Fig. 6: Multiple organs-at-risk (OARs) segmentation results using the proposed RTP-Net.
figure 6

a Brain, temporal lobe, eyes, teeth, parotid, mandible bone, larynx, brachial plexus; (b) brain, brainstem; (c) heart, trachea, rib, vertebra; (d) lungs; (e) liver, kidney, pancreas, gallbladder; (f) stomach, esophagus, spleen; (g) large bowel, small bowel, bladder; (h) femur head, bone pelvis; (i) testis, prostate. All samples are the CT images. In each sample, the left shows results in 2D view, and the right shows 3D rendering of segmented OARs.

Next, we evaluate performance of the target volume delineation model (Fig. 2c) to contour the target volumes, including CTV and PTV. In conventional clinical routine, PTV is generally obtained by dilating the CTV according to specific guidelines. Considering that the conventional dilated PTV are usually generated on specific software and may contain some errors (e.g., expanding beyond the skin or overlapping with OARs) that require manual corrections, an automatically generated PTV by RTP-Net can be quite convenient, save processing time, and show high precision with verified annotations from radiation oncologists. The delineation results of CTV and PTV for rectal cancer are shown in Fig. 7 and Supplementary Table 4, using visual comparison, accuracy, and efficiency. As shown in Fig. 7a, the CTV delineation of the RTP-Net shows high performance compared with manual ground truth. Moreover, no significant difference in terms of Dice coefficient is found among the four segmentation methods (Fig. 7b). But, when comparing the mean inference time of CTV delineation, RTP-Net achieves the fastest delineation with less than 0.5 s (0.40 ± 0.05 s), while U-Net, nnU-Net, and Swin UNETR take 108.41 ± 19.38 s, 248.43 ± 70.38 s, and 62.63 ± 12.49 s, respectively (Fig. 7c). A similar result is also found for the PTV delineation task, in which the inference times of RTP-Net, U-Net, nnU-Net, and Swin UNETR are 0.44 ± 0.05 s, 109.89 ± 19.61 s, 119.01 ± 34.06 s, and 92.65 ± 16.03 s, respectively. All these results (on CTV and PTV) confirm that the proposed RTP-Net can contour the target volume (including CTV and PTV) in a precise and fast manner. Segmentation results of OARs, as well as target tumor, can be seen in Fig. 7d, in which the PTV of rectal cancer is delineated and surrounded by nearby OARs, such as bag bowel, pelvis, and vertebra. Note that, in our method, the boundary-aware attention map is adopted to avoid segmentation failure of the upper and lower boundaries of the target volume, by considering the surrounding OARs and their boundaries in our target volume delineation model. This could avoid the toxicity of radiation to normal organs, and makes the following dose simulation and treatment more precise.

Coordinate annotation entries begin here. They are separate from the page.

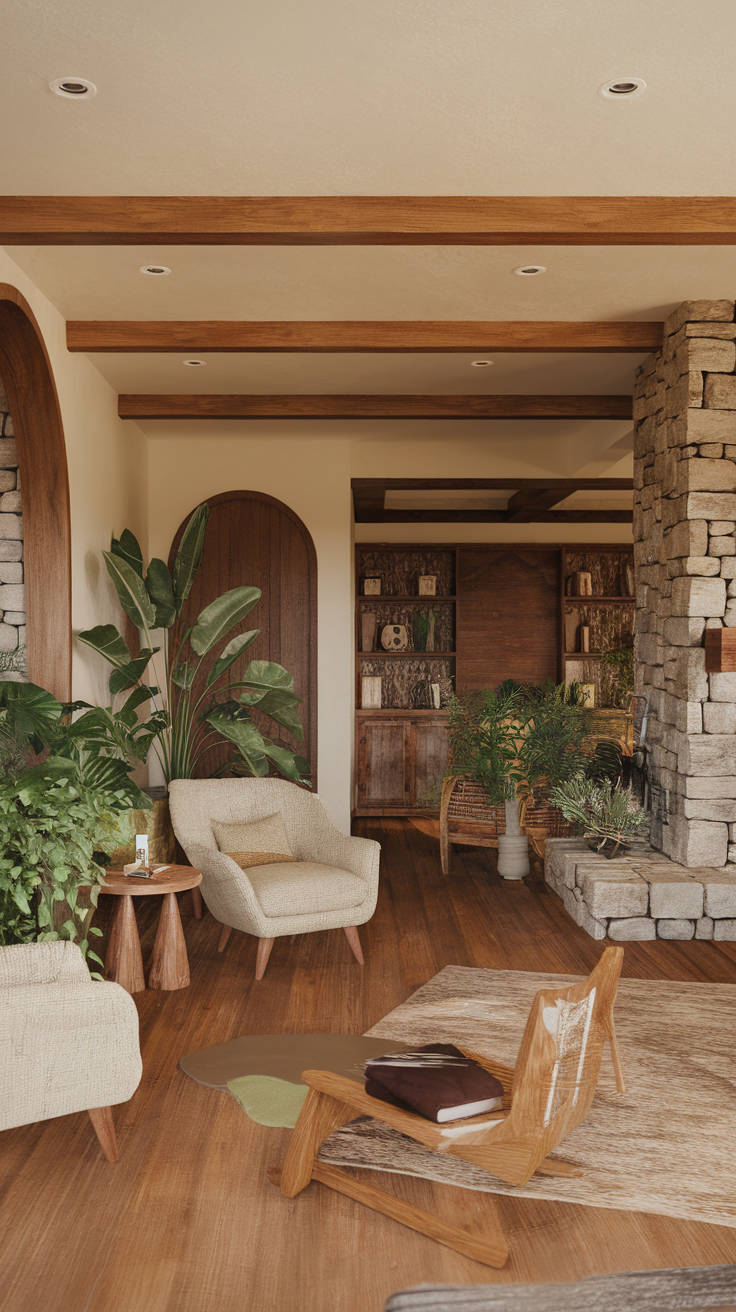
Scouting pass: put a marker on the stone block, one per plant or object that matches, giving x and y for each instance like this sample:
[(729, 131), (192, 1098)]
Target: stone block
[(8, 638), (705, 475), (633, 929), (694, 596), (695, 842), (722, 688), (719, 888), (676, 929), (614, 894), (719, 718), (8, 453), (719, 392), (673, 894), (722, 546)]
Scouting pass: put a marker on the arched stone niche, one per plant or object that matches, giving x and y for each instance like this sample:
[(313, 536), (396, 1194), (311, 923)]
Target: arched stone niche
[(28, 381)]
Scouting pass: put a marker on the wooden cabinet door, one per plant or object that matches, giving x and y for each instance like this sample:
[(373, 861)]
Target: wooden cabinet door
[(382, 764), (429, 757)]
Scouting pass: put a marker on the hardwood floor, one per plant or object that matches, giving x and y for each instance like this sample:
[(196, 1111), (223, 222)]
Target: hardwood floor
[(186, 1220)]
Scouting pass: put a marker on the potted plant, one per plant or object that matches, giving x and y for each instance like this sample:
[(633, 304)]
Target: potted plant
[(193, 701), (605, 814)]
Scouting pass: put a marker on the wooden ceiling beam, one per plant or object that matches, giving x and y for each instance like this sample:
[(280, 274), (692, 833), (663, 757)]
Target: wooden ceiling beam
[(368, 221), (360, 336), (202, 406)]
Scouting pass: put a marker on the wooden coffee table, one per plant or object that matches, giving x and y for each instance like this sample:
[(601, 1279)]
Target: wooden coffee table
[(169, 963)]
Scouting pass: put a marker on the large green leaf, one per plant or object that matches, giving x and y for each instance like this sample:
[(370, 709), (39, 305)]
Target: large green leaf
[(129, 550), (218, 618), (131, 591), (127, 676), (160, 591), (265, 675), (231, 652), (29, 709), (189, 555), (106, 640), (245, 738)]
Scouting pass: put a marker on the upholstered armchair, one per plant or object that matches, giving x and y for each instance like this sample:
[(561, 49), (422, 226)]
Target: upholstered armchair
[(67, 1043), (332, 883)]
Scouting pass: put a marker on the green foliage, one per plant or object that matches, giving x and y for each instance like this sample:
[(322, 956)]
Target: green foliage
[(197, 707), (601, 810)]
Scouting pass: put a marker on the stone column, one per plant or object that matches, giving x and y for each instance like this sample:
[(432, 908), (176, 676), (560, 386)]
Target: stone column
[(685, 554)]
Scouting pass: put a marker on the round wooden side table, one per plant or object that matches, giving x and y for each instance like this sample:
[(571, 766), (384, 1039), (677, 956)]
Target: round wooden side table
[(169, 963)]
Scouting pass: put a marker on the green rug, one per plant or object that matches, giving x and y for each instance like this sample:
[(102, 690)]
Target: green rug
[(266, 1100)]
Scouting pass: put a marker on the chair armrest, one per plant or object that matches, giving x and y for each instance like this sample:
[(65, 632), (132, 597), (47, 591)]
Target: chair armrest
[(42, 963)]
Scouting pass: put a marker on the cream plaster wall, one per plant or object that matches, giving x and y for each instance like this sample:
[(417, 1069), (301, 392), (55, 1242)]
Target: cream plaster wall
[(108, 479), (314, 480)]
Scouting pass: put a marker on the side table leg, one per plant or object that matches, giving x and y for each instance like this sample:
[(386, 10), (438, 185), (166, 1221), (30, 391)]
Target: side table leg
[(169, 964), (123, 962)]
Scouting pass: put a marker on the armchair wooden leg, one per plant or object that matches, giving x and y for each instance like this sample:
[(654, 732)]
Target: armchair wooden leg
[(352, 936), (263, 957), (105, 1130)]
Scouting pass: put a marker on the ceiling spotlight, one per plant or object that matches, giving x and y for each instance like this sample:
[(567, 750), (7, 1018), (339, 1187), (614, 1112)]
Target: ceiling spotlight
[(621, 87), (74, 88)]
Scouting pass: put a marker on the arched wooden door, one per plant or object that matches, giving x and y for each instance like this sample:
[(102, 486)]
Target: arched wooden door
[(252, 538), (26, 375)]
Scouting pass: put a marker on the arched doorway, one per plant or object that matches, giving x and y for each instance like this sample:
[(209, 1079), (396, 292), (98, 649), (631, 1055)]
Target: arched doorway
[(252, 538), (28, 379)]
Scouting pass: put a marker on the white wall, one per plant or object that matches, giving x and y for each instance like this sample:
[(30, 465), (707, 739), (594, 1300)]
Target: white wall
[(108, 480)]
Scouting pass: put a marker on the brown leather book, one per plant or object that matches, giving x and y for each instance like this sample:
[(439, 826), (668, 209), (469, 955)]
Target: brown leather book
[(436, 1081)]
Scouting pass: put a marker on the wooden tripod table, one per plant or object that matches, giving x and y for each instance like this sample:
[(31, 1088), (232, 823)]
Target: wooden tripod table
[(169, 963)]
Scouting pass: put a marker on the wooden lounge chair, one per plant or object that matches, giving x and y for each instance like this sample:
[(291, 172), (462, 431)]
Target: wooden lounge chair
[(551, 1089)]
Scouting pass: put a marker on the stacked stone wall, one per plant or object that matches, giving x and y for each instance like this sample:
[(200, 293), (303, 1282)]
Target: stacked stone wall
[(685, 555), (12, 589)]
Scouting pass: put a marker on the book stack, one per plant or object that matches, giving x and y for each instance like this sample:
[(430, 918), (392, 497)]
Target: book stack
[(436, 1081)]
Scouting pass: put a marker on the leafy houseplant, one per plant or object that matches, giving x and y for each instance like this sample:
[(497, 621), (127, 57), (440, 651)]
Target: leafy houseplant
[(57, 814), (197, 705), (605, 815)]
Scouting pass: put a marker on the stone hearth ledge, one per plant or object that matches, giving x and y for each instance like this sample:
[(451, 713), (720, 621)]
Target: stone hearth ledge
[(642, 895)]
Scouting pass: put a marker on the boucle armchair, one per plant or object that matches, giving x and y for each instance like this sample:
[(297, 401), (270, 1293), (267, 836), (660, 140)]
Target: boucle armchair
[(67, 1043), (331, 884)]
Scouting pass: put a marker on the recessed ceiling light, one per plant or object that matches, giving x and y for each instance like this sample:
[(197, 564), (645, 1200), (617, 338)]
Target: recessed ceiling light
[(621, 87), (74, 88)]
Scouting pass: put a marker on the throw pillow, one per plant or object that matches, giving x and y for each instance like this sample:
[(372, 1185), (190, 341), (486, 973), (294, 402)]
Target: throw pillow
[(263, 842)]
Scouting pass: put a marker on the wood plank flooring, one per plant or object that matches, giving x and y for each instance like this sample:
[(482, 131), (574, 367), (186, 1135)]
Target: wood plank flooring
[(188, 1222)]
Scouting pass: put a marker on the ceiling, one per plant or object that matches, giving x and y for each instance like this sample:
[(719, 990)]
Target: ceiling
[(375, 97)]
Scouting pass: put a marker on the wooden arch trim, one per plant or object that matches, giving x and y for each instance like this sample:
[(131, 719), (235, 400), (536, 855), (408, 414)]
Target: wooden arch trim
[(310, 694), (29, 385)]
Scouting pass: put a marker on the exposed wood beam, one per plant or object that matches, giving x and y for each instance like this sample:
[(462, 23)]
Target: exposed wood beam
[(370, 335), (530, 503), (373, 407), (368, 221)]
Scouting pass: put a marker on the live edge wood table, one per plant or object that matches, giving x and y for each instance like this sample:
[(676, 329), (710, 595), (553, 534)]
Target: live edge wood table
[(169, 963)]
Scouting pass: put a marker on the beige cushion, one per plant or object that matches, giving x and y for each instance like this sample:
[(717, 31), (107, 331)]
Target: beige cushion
[(305, 887), (256, 844)]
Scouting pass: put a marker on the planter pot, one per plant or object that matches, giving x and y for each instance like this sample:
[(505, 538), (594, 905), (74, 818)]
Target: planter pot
[(156, 823), (513, 856)]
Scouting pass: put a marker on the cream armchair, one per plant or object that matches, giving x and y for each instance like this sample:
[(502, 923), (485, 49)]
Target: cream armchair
[(331, 884), (67, 1043)]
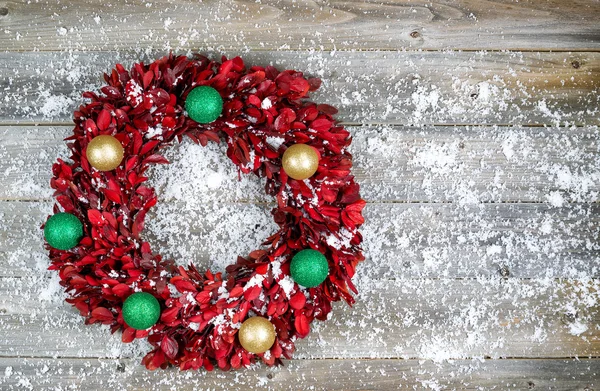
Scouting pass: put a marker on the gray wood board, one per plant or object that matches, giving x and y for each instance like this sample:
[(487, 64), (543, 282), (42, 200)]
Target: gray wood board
[(330, 375), (368, 87), (465, 165), (428, 319), (400, 240), (306, 25)]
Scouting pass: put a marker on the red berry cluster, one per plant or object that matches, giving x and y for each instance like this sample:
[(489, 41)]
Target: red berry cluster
[(202, 311)]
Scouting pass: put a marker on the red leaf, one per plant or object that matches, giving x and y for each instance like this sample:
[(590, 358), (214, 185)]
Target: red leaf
[(321, 125), (103, 120), (114, 196), (169, 346), (121, 290), (169, 315), (298, 301), (236, 291), (301, 325), (252, 293)]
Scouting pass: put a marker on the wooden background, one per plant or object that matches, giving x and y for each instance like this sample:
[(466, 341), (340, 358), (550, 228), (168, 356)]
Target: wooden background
[(476, 134)]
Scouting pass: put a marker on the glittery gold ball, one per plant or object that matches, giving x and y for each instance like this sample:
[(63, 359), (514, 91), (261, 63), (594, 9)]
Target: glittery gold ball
[(300, 161), (105, 153), (257, 334)]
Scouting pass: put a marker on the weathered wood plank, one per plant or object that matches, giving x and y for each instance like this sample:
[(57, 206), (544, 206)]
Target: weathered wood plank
[(465, 165), (304, 25), (368, 87), (400, 240), (330, 375), (430, 319)]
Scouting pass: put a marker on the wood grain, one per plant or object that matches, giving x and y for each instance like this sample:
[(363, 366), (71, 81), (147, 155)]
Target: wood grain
[(464, 165), (429, 319), (330, 375), (303, 25), (400, 240), (367, 87)]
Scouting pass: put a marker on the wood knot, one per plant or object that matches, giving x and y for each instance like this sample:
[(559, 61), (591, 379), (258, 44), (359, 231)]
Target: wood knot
[(570, 317)]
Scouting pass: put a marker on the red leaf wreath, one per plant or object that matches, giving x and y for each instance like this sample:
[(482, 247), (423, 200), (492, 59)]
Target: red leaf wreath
[(201, 311)]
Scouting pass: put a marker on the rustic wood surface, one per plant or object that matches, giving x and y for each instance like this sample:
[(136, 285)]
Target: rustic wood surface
[(476, 143), (401, 87)]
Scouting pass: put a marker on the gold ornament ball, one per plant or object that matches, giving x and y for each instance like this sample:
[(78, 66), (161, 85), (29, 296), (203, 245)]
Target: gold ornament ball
[(105, 153), (300, 161), (257, 334)]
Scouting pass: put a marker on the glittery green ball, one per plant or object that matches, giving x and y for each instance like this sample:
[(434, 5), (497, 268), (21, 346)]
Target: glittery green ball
[(141, 310), (204, 104), (309, 268), (63, 231)]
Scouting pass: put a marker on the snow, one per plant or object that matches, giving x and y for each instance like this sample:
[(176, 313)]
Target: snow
[(449, 207)]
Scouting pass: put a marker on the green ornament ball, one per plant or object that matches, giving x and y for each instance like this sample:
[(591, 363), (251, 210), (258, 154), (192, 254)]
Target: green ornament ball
[(141, 310), (309, 268), (204, 104), (63, 231)]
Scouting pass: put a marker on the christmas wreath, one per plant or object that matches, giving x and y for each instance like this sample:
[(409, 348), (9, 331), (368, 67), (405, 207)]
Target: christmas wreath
[(263, 302)]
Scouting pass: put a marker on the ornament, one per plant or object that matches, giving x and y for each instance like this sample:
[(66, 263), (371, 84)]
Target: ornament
[(204, 104), (104, 153), (196, 310), (63, 231), (257, 334), (300, 161), (141, 310), (309, 268)]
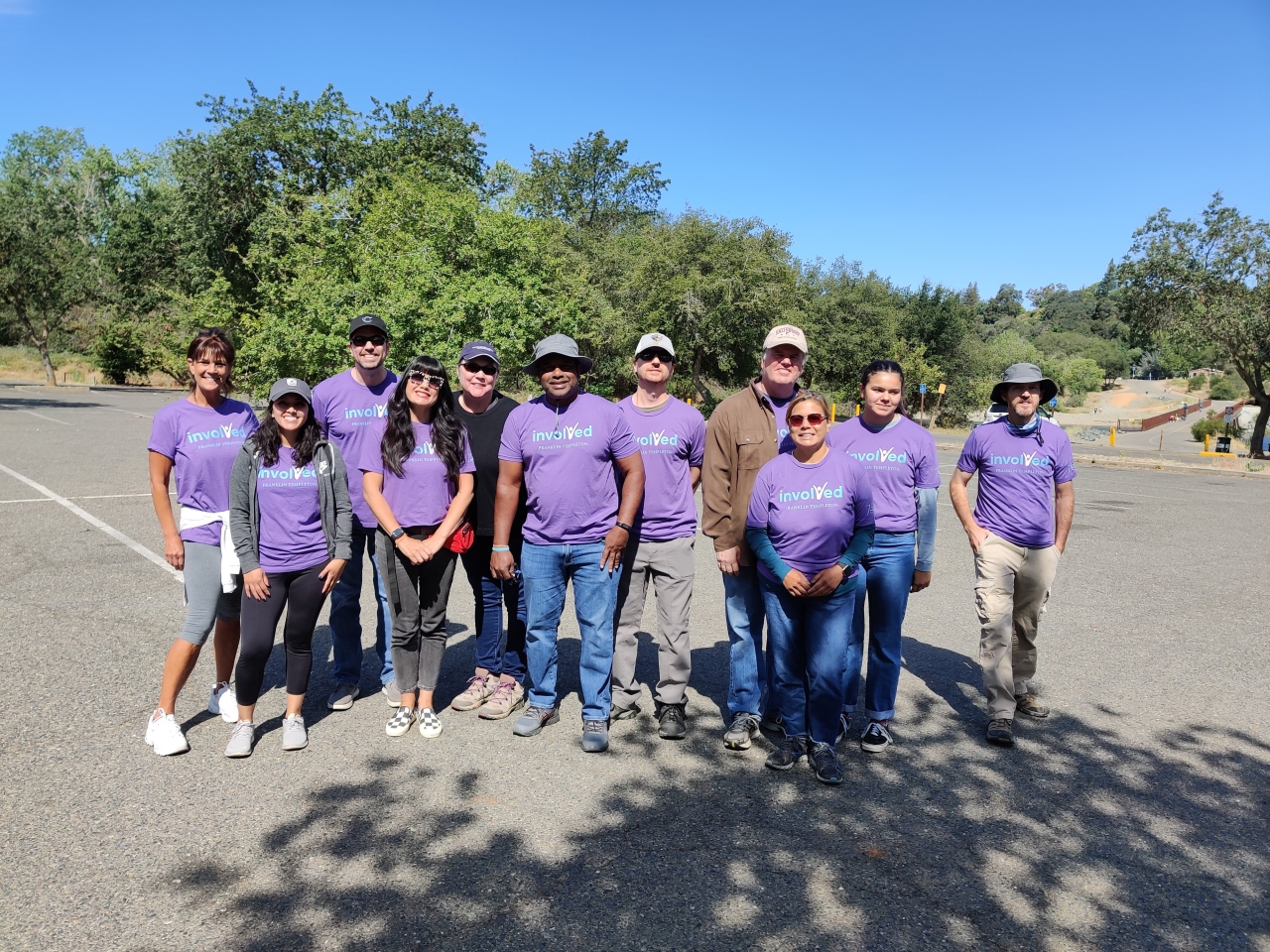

Fig. 7: The performance of target volume delineation by the proposed RTP-Net, compared with U-Net, nnU-Net, and Swin UNETR.
figure 7

a Delineation results of the clinical target volume (CTV) and planning target volume (PTV) by the proposed RTP-Net, U-Net, nnU-Net, and Swin UNETR, labeled by red color. (b) Dice coefficients and (c) inference times of four methods in target volume delineation, shown in box-and-whisker plots. The first quartile forms the bottom and the third quartile forms the top of the box, in which the line and the plus sign represent the median and the mean values, respectively. The whiskers range from minimum to maximum showing all points. Statistical analyses in (b) and (c) are performed using two-way ANOVA followed by Dunnett’s multiple comparison tests, with n = 10 replicates per condition. The two-tailed adjusted p values of Dice coefficients in (b) between RTP-Net and other three methods (U-Net, nnU-Net, and Swin UNETR) are 0.420, 0.999, and 0.166 for CTV segmentation, respectively, while 0.951, 0.859, and 0.832 for PTV segmentation, respectively. All two-tailed adjusted p values of inference times in (c) between RTP-Net and other three methods are lower than 0.001, indicated with ***. (d) Overview of the organs-at-risk (OARs) and target volumes. The segmentation results of PTV and neighboring bag bowel, vertebra, and pelvis are marked in red, green, pink, and blue, respectively.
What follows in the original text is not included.